Más allá de estas insinuaciones que despiertan nuestra tendencia a rendirnos ante esta fascinadora incitación, hemos de recorrer sus calles para gozar de las casas añejas que realzan como auténticos tesoros la arquitectura peculiar de la comarca. Fachadas góticas, balcones con originales rejerías, ménsulas que sostienen con vigor tradicional el recuerdo y la ausencia…
Recordando los pelourinhos portugueses de estilo gótico manuelino, el Rollo de Vilvestre erige su cruz sencilla sobre un pilar profusamente decorado con formas y detalles, que pueden hacernos sentir, evocando otro tiempo, el inconfundible pálpito de la sorpresa emocionante. Podemos saborear ese halo intransferible, que habita los rincones de los pueblos que han sabido mantener el carácter costumbrista que marca en nuestros orígenes lo que somos.

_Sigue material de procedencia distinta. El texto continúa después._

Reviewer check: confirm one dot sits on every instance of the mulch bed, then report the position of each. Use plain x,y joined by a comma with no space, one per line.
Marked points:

La iglesia de Nuestra Señora de la Concepción, cual vigía del pueblo ribereño, alza con bella naturalidad su uniforme equilibrio, propio del renacimiento, sugiriéndonos en sus atrayentes huellas del gótico tardío el deleite que nos aguarda en su interior.
Y ya cuando los amigos viajeros creen que, en El Castillo que domina los contornos, es posible que mengüe la aventura, es cuando la fascinación alcanza su cenit. En los aledaños de la ermita de la Virgen del Castillo, los miradores nos incrustan en el espectáculo montañoso que es atravesado en sus entrañas por el Duero. Río o Raya que, en complicidad, aúna horizontes con la hermana tierra lusa para exteriorizar el abrazo común, que en Las Arribes se extiende con contundente hermosura por el circo rocoso.
La pendiente espectacular que nos lleva hasta La Barca discurre entre la vegetación silvestre, propia del microclima que acentúa los contrastes, mientras se enmarca Peño Durón en el decorado natural que germina emocionantes perspectivas de ensueño. Allí simula ser el río castellano inmensa laguna, que irrumpe misteriosa del vientre de la montaña, donde el viento escultor ha tallado en la piel de granito la forma.
En barco podemos seguir el curso hasta el embarcadero de la Congida, cerca de la presa hidroeléctrica de Saucelle, o navegar río arriba hacia el mirador de la Code, mientras disfrutamos entre otras cosas de las grandes rapaces, que ebrias de altura preñan de libertad el cielo, o de las caprichosas geometrías que ha modelado con paciente fortuna el pulso firme del natural prodigio.
Y al regreso, cuando ya hemos captado la mágica insinuación de aquel paisaje, podemos acercarnos a monte Gudín, o al molino de la Luisa donde, a través de un contraluz, es posible observar con cierta melancolía los entresijos artesanales de la molienda.
No podemos irnos sin degustar, acompañado del excelente vino de la zona, el que es uno de los quesos de oveja más selectos que se elaboran en nuestra provincia. Después, el poso hechicero de Las Arribes nos hará tornar a su embrujo y, en el cálido hospedaje que nos ofrece Vilvestre, podemos descubrir, ya sin prisa, en el reencuentro, la impresionante variedad de sus rutas y atalayas.